Though he later wrote several review-essays on the question of Bolshevism's responsibility for Stalinism, it was impossible in the 1950s for Slavin to study the Russian history that had shaped his life and politics, because to travel to the Soviet Union in the Stalin era would have been dangerous for someone with his political background. Therefore, he chose to focus on the French Revolution, writing a dissertation entitled "Left of the Mountain: The Enragés and the French Revolution."
Slavin finally obtained regular university employment in 1961 at Youngstown State, where he taught for twenty years. He found it difficult, however, to carry out research given the demands of teaching, and in a striking inversion of most academic careers today, he enjoyed his publishing heyday after his teaching duties ended.
Slavin's three books, all issued after his supposed retirement, made a significant contribution to the understanding of the French Revolution in the "from below" school established by Albert Soboul. They were The French Revolution in Miniature: Section Droits-de-L'Homme, 1789-1795 (Princeton, 1984), The Making of an Insurrection: Parisian Sections and the Gironde (Harvard, 1986), and The Hébertistes to the Guillotine: Anatomy of a "Conspiracy" in Revolutionary France (Louisiana State, 1994).
These were followed by a collection of essays entitled The Left and the French Revolution (Humanities, 1995). The international regard for Slavin's scholarship was manifested in a festschrift, Rebels Against the Old Order: Essays in Honor of Morris Slavin (Youngstown State, 1994), edited by Boris Blick and Louis Pastouras.

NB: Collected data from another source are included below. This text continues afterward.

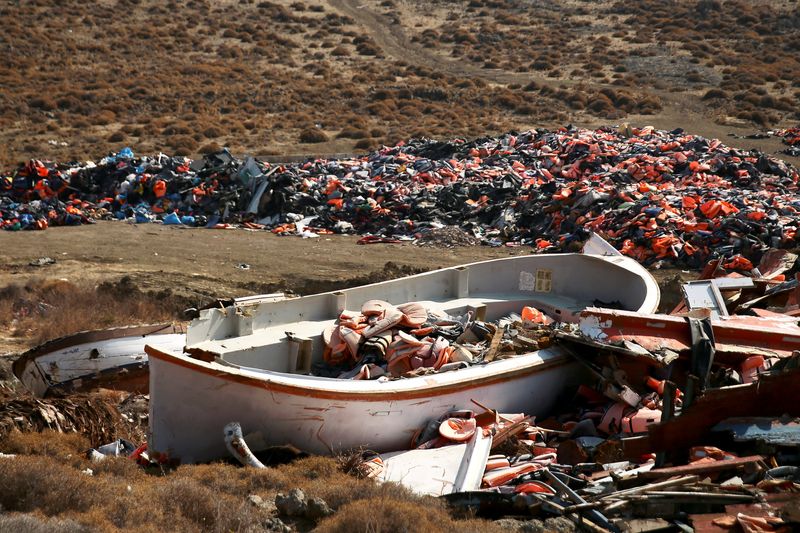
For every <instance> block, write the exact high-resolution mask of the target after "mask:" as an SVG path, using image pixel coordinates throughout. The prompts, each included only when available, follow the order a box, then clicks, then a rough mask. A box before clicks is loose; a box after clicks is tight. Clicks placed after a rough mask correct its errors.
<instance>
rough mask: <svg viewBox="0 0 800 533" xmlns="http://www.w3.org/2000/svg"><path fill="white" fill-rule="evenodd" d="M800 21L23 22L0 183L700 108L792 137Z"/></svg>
mask: <svg viewBox="0 0 800 533" xmlns="http://www.w3.org/2000/svg"><path fill="white" fill-rule="evenodd" d="M798 17H800V15H798V13H797V2H794V1H792V2H770V3H766V4H765V3H763V2H750V1H746V0H728V1H720V2H717V1H712V0H700V1H695V0H685V1H678V2H670V3H667V4H665V3H663V2H656V1H654V0H653V1H651V0H648V1H642V2H634V3H631V2H621V1H602V2H579V1H571V2H555V3H554V2H539V1H536V2H528V1H524V2H523V1H522V0H455V1H449V0H448V1H447V2H445V1H443V0H433V1H431V0H424V1H422V0H407V1H402V2H400V1H398V2H393V1H389V2H386V1H379V0H367V1H366V2H360V3H358V5H356V3H354V2H352V1H351V0H325V1H322V2H315V3H306V2H298V1H294V2H289V1H288V0H276V1H274V2H270V1H263V2H256V1H253V0H243V1H240V2H233V1H226V2H211V1H210V0H191V1H189V2H168V3H162V2H156V1H155V0H118V1H114V0H104V1H102V2H93V3H86V2H80V1H78V0H68V1H66V2H55V1H54V0H37V1H31V2H25V3H22V4H21V5H14V4H13V3H12V4H8V5H4V6H3V7H0V18H2V19H3V21H4V25H3V32H2V33H0V58H2V59H0V80H2V82H0V83H2V90H1V91H0V146H2V149H0V164H2V165H8V164H12V163H15V162H17V161H20V160H24V159H27V158H29V157H50V158H60V159H72V158H87V157H91V158H95V157H98V156H100V155H102V154H104V153H106V152H108V151H112V150H116V149H119V148H120V147H121V146H122V145H124V144H129V145H132V146H134V147H135V149H136V150H137V151H139V152H151V151H155V150H157V149H163V150H166V151H169V152H172V153H175V154H196V153H198V152H207V151H211V150H213V149H215V148H217V147H219V146H229V147H230V148H231V149H232V150H234V151H235V152H248V153H258V154H262V155H267V154H281V153H284V154H285V153H307V152H308V151H309V150H310V147H309V146H308V145H307V144H306V143H309V142H311V143H315V146H314V149H315V150H322V151H329V152H334V151H339V152H341V151H348V150H352V149H353V148H354V147H355V146H356V145H358V147H359V148H367V147H371V146H378V145H380V144H393V143H394V142H396V141H397V140H400V139H403V138H406V137H408V136H410V135H428V136H437V137H453V136H478V135H483V134H489V133H495V132H498V131H501V130H507V129H512V128H523V127H531V126H538V125H554V124H559V123H564V122H566V121H579V122H580V121H584V122H585V121H587V120H589V121H590V120H616V119H619V118H622V117H625V116H627V115H650V116H652V115H653V114H658V113H659V112H660V111H661V110H662V108H663V106H664V105H665V102H667V101H670V102H672V103H673V104H674V103H679V104H680V103H683V101H684V100H685V98H687V97H689V96H691V97H692V98H693V99H694V100H692V101H693V102H695V103H696V104H697V105H698V106H700V107H701V108H702V109H705V110H706V111H707V113H708V114H709V115H710V116H716V117H717V118H718V119H720V120H723V119H728V118H731V117H734V118H736V119H738V120H744V121H748V122H749V123H750V124H756V125H768V124H770V125H771V124H775V123H777V122H780V121H781V120H785V119H791V118H792V117H794V119H796V118H797V109H796V102H797V100H798V93H800V89H799V88H798V87H800V81H798V74H797V73H798V72H800V69H799V68H798V67H800V64H798V58H800V54H798V44H797V43H798V42H800V40H799V39H798V32H800V29H799V26H800V19H798ZM109 20H114V21H116V23H115V24H114V27H113V31H112V30H110V29H109V26H108V21H109ZM530 82H534V83H533V86H534V87H536V88H535V89H533V90H531V88H530V87H528V90H525V88H526V86H529V85H530ZM712 91H713V92H712ZM675 92H678V93H680V96H673V93H675ZM354 131H356V132H358V137H355V136H353V135H352V132H354ZM364 132H367V133H369V135H368V136H365V135H364ZM311 133H313V135H311V136H309V134H311ZM62 143H66V146H64V145H62ZM316 143H321V144H316Z"/></svg>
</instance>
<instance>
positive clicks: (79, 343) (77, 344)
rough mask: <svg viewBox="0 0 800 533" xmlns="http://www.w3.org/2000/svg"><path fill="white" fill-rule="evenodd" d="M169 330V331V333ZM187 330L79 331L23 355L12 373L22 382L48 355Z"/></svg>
mask: <svg viewBox="0 0 800 533" xmlns="http://www.w3.org/2000/svg"><path fill="white" fill-rule="evenodd" d="M167 330H169V331H167ZM186 330H187V328H186V327H185V326H184V325H182V324H174V323H172V322H165V323H161V324H142V325H137V326H119V327H113V328H105V329H93V330H86V331H78V332H77V333H72V334H70V335H64V336H63V337H58V338H55V339H52V340H49V341H45V342H43V343H42V344H39V345H37V346H34V347H33V348H31V349H30V350H27V351H25V352H23V353H22V355H20V356H19V357H18V358H17V359H16V360H14V362H13V363H12V364H11V371H12V372H13V373H14V376H16V377H17V379H19V380H20V381H22V375H23V374H24V373H25V368H27V366H28V365H29V364H33V363H36V359H38V358H39V357H42V356H44V355H48V354H50V353H53V352H55V351H58V350H63V349H65V348H70V347H72V346H78V345H81V344H89V343H92V342H103V341H110V340H115V339H122V338H125V337H144V336H147V335H169V334H184V335H185V334H186ZM45 381H46V382H47V383H49V384H50V385H49V386H53V385H55V384H57V383H58V382H54V381H51V380H50V379H47V378H46V377H45Z"/></svg>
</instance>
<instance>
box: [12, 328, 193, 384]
mask: <svg viewBox="0 0 800 533" xmlns="http://www.w3.org/2000/svg"><path fill="white" fill-rule="evenodd" d="M185 341H186V333H185V331H184V328H183V327H182V326H179V325H173V324H153V325H146V326H130V327H119V328H108V329H101V330H94V331H81V332H80V333H75V334H74V335H69V336H66V337H60V338H58V339H53V340H50V341H47V342H45V343H43V344H40V345H39V346H36V347H35V348H31V349H30V350H28V351H27V352H25V353H23V354H22V355H21V356H20V357H19V358H18V359H17V360H16V361H14V364H13V366H12V370H13V371H14V375H15V376H17V378H18V379H19V380H20V381H21V382H22V384H23V385H25V387H26V388H27V389H28V390H29V391H31V392H32V393H33V395H34V396H38V397H39V398H44V397H47V396H49V395H51V394H53V393H57V392H81V391H86V390H90V389H94V388H98V387H105V388H109V389H115V390H124V391H129V392H147V386H148V379H149V378H148V365H147V354H146V353H145V352H144V347H145V344H147V343H158V345H159V346H162V347H163V348H164V349H165V350H167V351H170V352H178V353H180V352H182V351H183V346H184V344H185Z"/></svg>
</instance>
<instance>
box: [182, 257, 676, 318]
mask: <svg viewBox="0 0 800 533" xmlns="http://www.w3.org/2000/svg"><path fill="white" fill-rule="evenodd" d="M578 257H581V258H585V259H586V260H588V261H592V262H597V261H599V262H600V263H604V264H610V265H612V267H613V268H621V269H623V270H627V271H628V272H630V273H631V274H634V275H636V276H638V277H639V278H640V279H641V280H642V281H643V283H644V284H645V289H646V290H645V298H644V300H643V301H642V303H641V304H640V306H639V308H638V309H634V310H632V311H637V312H643V311H641V309H642V307H643V306H645V305H646V304H648V300H649V299H650V298H653V297H654V298H655V302H653V303H652V310H653V311H655V310H656V308H657V307H658V305H659V303H660V300H661V293H660V290H659V287H658V282H656V279H655V278H654V277H653V275H652V274H651V273H650V272H649V271H648V270H647V269H646V268H644V267H643V266H642V265H641V264H640V263H639V262H638V261H636V260H635V259H633V258H632V257H628V256H625V255H621V254H620V255H613V256H612V255H597V254H585V253H557V254H532V255H517V256H511V257H498V258H495V259H486V260H483V261H474V262H472V263H465V264H461V265H453V266H449V267H444V268H437V269H436V270H429V271H428V272H420V273H419V274H411V275H409V276H403V277H401V278H395V279H389V280H383V281H377V282H375V283H368V284H366V285H358V286H356V287H348V288H345V289H338V290H332V291H326V292H319V293H314V294H307V295H304V296H301V297H299V298H287V299H285V300H278V301H274V302H256V303H255V304H248V303H247V302H244V303H242V304H238V305H237V302H234V303H233V305H231V306H228V307H232V308H234V309H237V308H244V307H247V306H248V305H256V306H261V305H269V306H281V305H288V304H291V303H294V302H298V301H301V300H303V299H306V298H309V299H310V298H316V297H320V296H325V295H329V296H330V295H339V294H347V293H348V292H351V291H353V290H355V289H366V288H374V287H380V286H387V285H392V284H397V283H402V282H408V281H409V280H414V279H419V278H424V277H428V276H434V275H441V274H442V273H444V272H450V271H454V270H463V269H467V268H470V267H474V266H478V265H486V264H490V263H495V264H496V263H500V262H505V261H511V262H515V261H516V262H523V261H535V260H538V259H543V260H545V261H549V260H551V259H560V258H578ZM471 297H472V296H471ZM476 297H477V295H476ZM422 300H424V298H422ZM228 307H225V309H228ZM587 307H589V306H587ZM220 311H221V309H220V308H219V307H212V308H209V309H203V310H202V311H201V313H203V312H220ZM201 317H202V314H201ZM195 320H199V319H195ZM195 320H193V321H192V323H193V322H194V321H195ZM190 327H191V324H190Z"/></svg>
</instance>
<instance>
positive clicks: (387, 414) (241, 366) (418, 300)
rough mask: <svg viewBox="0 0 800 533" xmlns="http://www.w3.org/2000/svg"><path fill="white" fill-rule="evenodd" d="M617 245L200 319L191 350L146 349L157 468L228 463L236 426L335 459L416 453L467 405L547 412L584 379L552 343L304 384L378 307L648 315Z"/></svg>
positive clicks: (631, 276)
mask: <svg viewBox="0 0 800 533" xmlns="http://www.w3.org/2000/svg"><path fill="white" fill-rule="evenodd" d="M609 248H610V247H608V245H607V244H606V243H605V242H604V241H602V240H601V239H599V238H597V237H593V238H592V239H590V241H589V245H588V246H587V248H585V249H584V251H585V252H587V251H590V250H591V251H593V252H595V253H584V254H555V255H530V256H521V257H512V258H507V259H498V260H492V261H484V262H479V263H472V264H469V265H465V266H460V267H453V268H446V269H442V270H437V271H433V272H428V273H425V274H419V275H415V276H410V277H406V278H402V279H398V280H392V281H386V282H382V283H376V284H372V285H366V286H362V287H355V288H352V289H347V290H342V291H336V292H328V293H323V294H317V295H312V296H306V297H302V298H298V299H293V300H285V301H280V302H272V303H256V304H252V305H248V304H237V303H234V304H233V305H231V306H228V307H226V308H224V309H219V308H217V309H207V310H204V311H202V312H201V314H200V317H199V318H198V319H196V320H194V321H193V322H192V324H191V325H190V327H189V330H188V333H187V339H186V352H188V353H182V354H177V353H170V351H169V350H166V349H163V348H161V347H158V346H155V345H149V346H147V347H146V351H147V353H148V354H149V356H150V435H149V450H150V452H151V457H155V458H159V459H161V460H170V461H180V462H184V463H187V462H197V461H207V460H213V459H217V458H221V457H225V456H226V455H227V451H226V448H225V443H224V442H223V439H222V428H223V427H224V426H225V425H226V424H228V423H229V422H231V421H237V422H240V423H241V425H242V428H243V429H244V432H245V434H253V433H260V434H261V437H262V438H263V440H264V442H265V443H266V444H276V445H281V444H292V445H294V446H297V447H298V448H300V449H302V450H305V451H309V452H313V453H322V454H329V453H334V452H337V451H340V450H345V449H350V448H355V447H359V446H366V447H368V448H370V449H373V450H376V451H387V450H397V449H403V448H407V447H408V446H409V444H410V442H411V440H412V438H413V435H414V432H415V431H416V430H417V429H418V428H420V427H422V426H424V424H425V423H426V422H427V421H428V420H429V419H430V418H432V417H434V416H438V415H439V414H440V413H442V412H446V411H450V410H454V409H469V408H471V407H473V406H474V404H473V403H471V400H477V401H479V402H482V403H484V404H486V405H491V406H492V407H493V408H495V409H497V410H499V411H503V412H522V411H524V412H525V413H527V414H532V415H537V414H542V413H545V412H547V411H549V410H550V409H552V408H553V407H554V403H555V402H556V400H557V398H558V396H559V394H560V393H561V392H562V391H564V390H565V388H566V387H568V386H569V385H570V384H572V383H574V382H576V381H577V380H578V379H579V378H580V377H581V372H580V369H579V367H578V366H577V365H575V364H574V363H573V361H572V359H571V358H570V357H569V356H568V355H567V354H566V353H565V352H564V351H562V350H560V349H559V348H558V347H555V346H554V347H550V348H546V349H540V350H535V351H531V352H530V353H527V354H525V355H520V356H516V357H510V358H506V359H502V360H494V361H491V362H488V363H484V364H480V365H473V366H469V367H467V368H463V369H459V370H456V371H451V372H440V373H431V374H428V375H423V376H419V377H412V378H403V379H395V380H382V379H379V380H371V381H359V380H351V379H337V378H325V377H317V376H311V375H308V374H309V370H310V368H311V366H312V364H313V363H316V362H319V361H321V360H322V358H323V353H324V350H325V340H324V338H323V337H324V335H323V332H324V331H325V330H326V328H328V329H329V328H331V326H333V325H334V324H335V323H336V320H337V317H339V316H340V314H342V312H343V310H347V309H355V308H361V306H362V304H364V303H365V302H367V301H370V300H375V299H380V300H383V301H386V302H390V303H391V304H395V305H399V304H403V303H406V302H423V303H424V304H425V307H426V308H427V309H428V310H429V312H430V310H435V311H436V312H441V313H446V314H447V315H451V316H455V315H460V314H463V313H466V312H471V313H472V315H473V316H477V317H480V318H481V319H482V320H487V321H491V320H497V319H500V318H502V317H504V316H506V315H508V314H509V313H519V312H520V310H521V309H522V308H523V307H524V306H535V307H536V308H537V309H539V310H541V311H543V312H545V313H546V314H547V315H549V316H550V317H553V318H554V319H556V320H557V321H563V322H574V321H576V320H577V318H578V314H579V313H580V311H582V310H583V309H584V308H586V307H588V306H591V305H598V303H599V302H616V303H618V306H619V307H620V308H622V309H625V310H629V311H636V312H653V311H654V310H655V309H656V307H657V306H658V302H659V290H658V286H657V284H656V282H655V280H654V279H653V278H652V276H650V274H649V273H648V272H647V271H646V270H645V269H644V268H643V267H642V266H640V265H639V264H638V263H636V261H634V260H632V259H630V258H626V257H623V256H621V255H619V254H612V253H611V252H610V251H609ZM612 250H613V249H612ZM603 254H607V255H603Z"/></svg>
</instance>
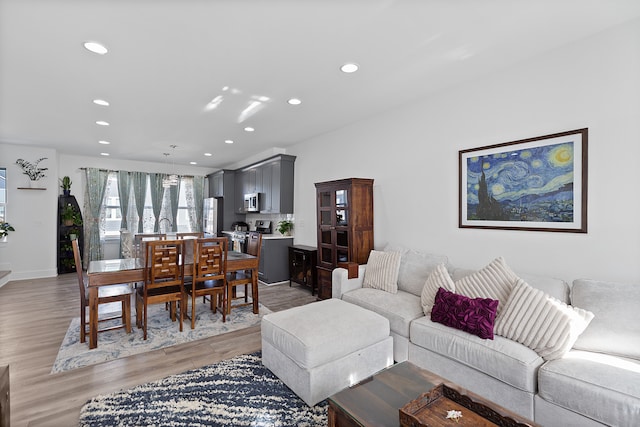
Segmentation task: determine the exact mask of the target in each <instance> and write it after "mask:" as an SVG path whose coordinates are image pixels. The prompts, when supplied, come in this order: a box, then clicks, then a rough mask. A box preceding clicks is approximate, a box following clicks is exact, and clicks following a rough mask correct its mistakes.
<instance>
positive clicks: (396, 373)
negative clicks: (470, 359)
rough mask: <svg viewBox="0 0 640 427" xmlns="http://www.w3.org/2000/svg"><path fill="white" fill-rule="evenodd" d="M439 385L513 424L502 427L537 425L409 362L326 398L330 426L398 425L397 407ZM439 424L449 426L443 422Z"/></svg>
mask: <svg viewBox="0 0 640 427" xmlns="http://www.w3.org/2000/svg"><path fill="white" fill-rule="evenodd" d="M442 383H444V384H447V385H448V386H450V387H455V389H456V390H457V391H459V392H460V393H462V394H463V395H467V396H470V397H471V398H472V399H473V401H474V402H480V403H482V404H484V405H486V406H487V407H489V408H490V410H491V412H493V411H495V412H497V413H498V414H500V415H501V416H504V417H508V421H512V423H507V424H504V425H513V426H536V424H534V423H533V422H532V421H528V420H526V419H524V418H522V417H519V416H517V415H516V414H514V413H513V412H510V411H508V410H507V409H504V408H502V407H500V406H498V405H496V404H495V403H492V402H489V401H488V400H485V399H482V398H481V397H479V396H477V395H475V394H473V393H470V392H468V391H466V390H465V389H462V388H459V387H456V386H455V385H454V384H452V383H450V382H448V381H446V380H445V379H443V378H441V377H439V376H437V375H435V374H433V373H431V372H429V371H426V370H424V369H421V368H419V367H417V366H415V365H414V364H412V363H410V362H402V363H398V364H395V365H393V366H391V367H389V368H387V369H384V370H383V371H380V372H379V373H377V374H375V375H374V376H373V377H370V378H368V379H366V380H364V381H362V382H360V383H358V384H356V385H355V386H353V387H350V388H348V389H345V390H342V391H341V392H338V393H336V394H334V395H333V396H331V397H329V399H328V401H329V427H361V426H379V427H383V426H384V427H391V426H393V427H397V426H400V412H399V411H400V408H402V407H405V406H406V405H407V404H408V403H409V402H411V401H415V400H416V399H417V398H418V397H419V396H420V395H422V394H423V393H425V392H429V391H430V390H432V389H434V388H435V387H436V386H437V385H439V384H442ZM470 416H471V414H468V416H467V419H466V420H465V421H471V419H470ZM463 417H464V416H463ZM446 421H450V423H451V424H449V425H452V426H455V425H456V423H455V421H453V420H446ZM442 425H448V424H447V423H446V422H445V423H443V424H442ZM458 425H464V424H458ZM483 425H496V424H491V423H488V424H483Z"/></svg>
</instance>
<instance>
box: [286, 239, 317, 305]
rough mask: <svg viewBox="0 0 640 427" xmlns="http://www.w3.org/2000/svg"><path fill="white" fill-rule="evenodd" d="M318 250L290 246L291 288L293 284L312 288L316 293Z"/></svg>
mask: <svg viewBox="0 0 640 427" xmlns="http://www.w3.org/2000/svg"><path fill="white" fill-rule="evenodd" d="M317 257H318V250H317V249H316V248H315V247H313V246H306V245H294V246H289V286H291V282H294V283H298V284H300V285H303V286H307V287H309V288H311V295H315V293H316V283H317V281H316V259H317Z"/></svg>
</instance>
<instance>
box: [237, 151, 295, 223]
mask: <svg viewBox="0 0 640 427" xmlns="http://www.w3.org/2000/svg"><path fill="white" fill-rule="evenodd" d="M295 160H296V157H295V156H289V155H286V154H280V155H277V156H274V157H271V158H269V159H266V160H264V161H262V162H259V163H255V164H253V165H251V166H247V167H246V168H243V169H239V170H237V171H235V172H236V174H235V176H236V184H235V188H236V190H235V212H236V213H246V212H245V210H244V195H245V194H248V193H260V213H293V179H294V162H295Z"/></svg>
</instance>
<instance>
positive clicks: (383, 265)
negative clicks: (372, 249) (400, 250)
mask: <svg viewBox="0 0 640 427" xmlns="http://www.w3.org/2000/svg"><path fill="white" fill-rule="evenodd" d="M399 269H400V253H399V252H382V251H371V252H370V253H369V259H368V260H367V269H366V270H365V272H364V279H363V281H362V287H363V288H373V289H381V290H383V291H386V292H390V293H392V294H395V293H396V292H398V270H399Z"/></svg>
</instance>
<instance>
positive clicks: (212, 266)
mask: <svg viewBox="0 0 640 427" xmlns="http://www.w3.org/2000/svg"><path fill="white" fill-rule="evenodd" d="M227 242H228V240H227V239H226V238H220V237H209V238H201V239H198V240H197V241H196V254H197V256H195V257H194V258H195V259H194V270H193V271H194V276H195V277H194V279H195V280H212V279H217V278H224V276H225V274H226V271H227Z"/></svg>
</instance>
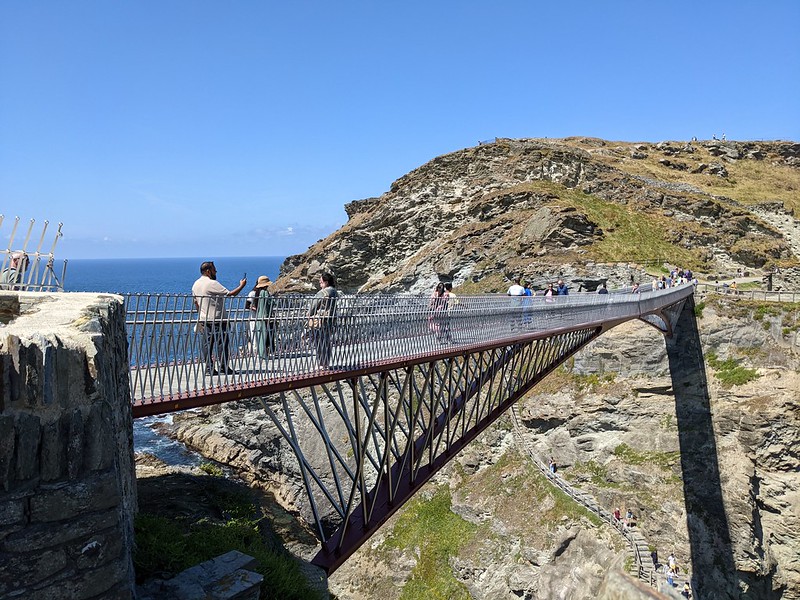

Tall and thin, kindly and unassuming, Slavin remained a Marxist and a partisan of the left throughout his life. In his later years, he belonged to the Democratic Socialists of America and maintained cordial relations with radicals of many persuasions. He read New Politics, Against the Current, Jewish Currents, and Cahiers Léon Trotsky, contributing to them all.
"The thing that makes me sometimes depressed, although on the whole I'm still optimistic," he remarked in 2002, "is the fact that I thought in the 1930s that by ten, twenty years, we would certainly have a labor party, or at least a social-democratic party, some kind of left-wing party. But we are further than ever, much further than ever."
Slavin married Sophie Lockshin in 1940, to whom he remained devoted until her death sixty years later. He is survived by their daughter Jeanne Kaplan and her husband Stephen, both of Colorado, and by their children, Leslie and Michael.